Hive Tasks

Tasks often start with a data gathering step, and often that data is gathered through Hive. Flytekit allows users to run any kind of Hive query (including queries with multiple statements and staging query commands).

The principal concept to understand with respect to Hive or any other query-engine based task is how Flyte interacts with the system. That is, when I write a query, how does Flyte become aware of the result? From the user’s perspective, this is done by carefully constructing your query.

When a Hive (or other querying) task runs, two things need to happen: a) The output data needs to be written to a place accessible to Flyte, and b) Flyte needs to know exactly what that location is.

You get a couple templating args to help make that happen, along with the usual input interpolation that Flyte provides.

  • .PerRetryUniqueKey - This is a string that will be [a-zA-Z0-9_] and start with a character. It will be unique per retry. Feel free to use it to name temp tables.

  • RawOutputDataPrefix - This is the “directory” (S3/GCS output prefix) where Flyte will expect the outputs. You should write the outputs to this location.

from flytekit import kwtypes, task, workflow
from flytekit.types.schema import FlyteSchema
from flytekitplugins.hive import HiveConfig, HiveSelectTask, HiveTask

This is the world’s simplest query. Note that in order for registration to work properly, you’ll need to give your Hive task a name that’s unique across your project/domain for your Flyte installation.

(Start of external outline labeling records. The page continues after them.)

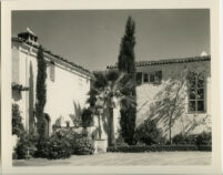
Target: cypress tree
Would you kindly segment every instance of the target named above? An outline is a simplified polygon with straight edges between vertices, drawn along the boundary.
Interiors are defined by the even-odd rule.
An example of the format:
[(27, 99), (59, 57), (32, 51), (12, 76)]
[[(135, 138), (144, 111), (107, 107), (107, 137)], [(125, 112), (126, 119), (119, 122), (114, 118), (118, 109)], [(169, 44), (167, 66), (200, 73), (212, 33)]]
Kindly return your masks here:
[(44, 137), (44, 105), (47, 102), (47, 63), (44, 61), (42, 47), (38, 50), (38, 75), (37, 75), (37, 103), (36, 103), (36, 113), (37, 113), (37, 130), (39, 134), (39, 140)]
[(119, 72), (124, 72), (129, 75), (129, 81), (134, 85), (125, 90), (125, 95), (133, 99), (133, 102), (126, 102), (126, 99), (121, 102), (121, 136), (128, 144), (133, 144), (133, 135), (136, 119), (136, 102), (135, 102), (135, 62), (134, 62), (134, 45), (135, 45), (135, 23), (131, 17), (128, 18), (125, 24), (125, 33), (121, 40), (120, 53), (118, 58)]

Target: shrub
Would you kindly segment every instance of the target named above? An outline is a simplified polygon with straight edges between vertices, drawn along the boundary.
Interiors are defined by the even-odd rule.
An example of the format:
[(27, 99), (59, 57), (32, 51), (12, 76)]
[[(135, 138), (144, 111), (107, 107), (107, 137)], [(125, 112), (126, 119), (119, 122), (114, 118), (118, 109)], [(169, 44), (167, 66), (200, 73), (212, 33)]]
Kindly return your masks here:
[(156, 123), (150, 119), (145, 120), (134, 133), (134, 142), (144, 143), (146, 145), (163, 142), (161, 131), (156, 127)]
[(92, 111), (90, 109), (83, 109), (81, 114), (82, 127), (89, 127), (93, 125)]
[(196, 136), (196, 144), (197, 145), (207, 145), (212, 144), (212, 134), (203, 132)]
[(74, 132), (72, 130), (58, 130), (50, 137), (39, 141), (36, 156), (49, 159), (70, 157), (73, 137)]
[(128, 143), (124, 142), (124, 138), (120, 135), (116, 140), (115, 140), (115, 146), (129, 146)]
[(29, 137), (27, 132), (23, 132), (17, 143), (17, 147), (14, 148), (14, 157), (18, 159), (30, 158), (34, 154), (36, 150), (36, 144)]
[(94, 144), (84, 134), (78, 134), (72, 128), (55, 131), (50, 137), (38, 143), (37, 157), (48, 159), (68, 158), (72, 154), (93, 154)]
[(24, 132), (24, 126), (22, 124), (22, 116), (19, 111), (18, 104), (12, 104), (12, 135), (20, 135)]
[(72, 143), (72, 153), (78, 155), (93, 154), (94, 143), (88, 136), (80, 134), (79, 137), (77, 137)]
[(146, 145), (146, 146), (120, 146), (108, 147), (108, 152), (125, 152), (125, 153), (140, 153), (140, 152), (173, 152), (173, 151), (211, 151), (211, 145)]
[(212, 135), (205, 132), (193, 135), (178, 134), (173, 137), (173, 143), (206, 145), (212, 143)]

hive_task_no_io = HiveTask(
    name="sql.hive.no_io",
    inputs={},
    task_config=HiveConfig(cluster_label="flyte"),
    query_template="""
        select 1
    """,
    output_schema_type=None,
)


@workflow
def no_io_wf():
    return hive_task_no_io()

This is a hive task that demonstrates how you would construct your typical read query. Note where the select 1 is.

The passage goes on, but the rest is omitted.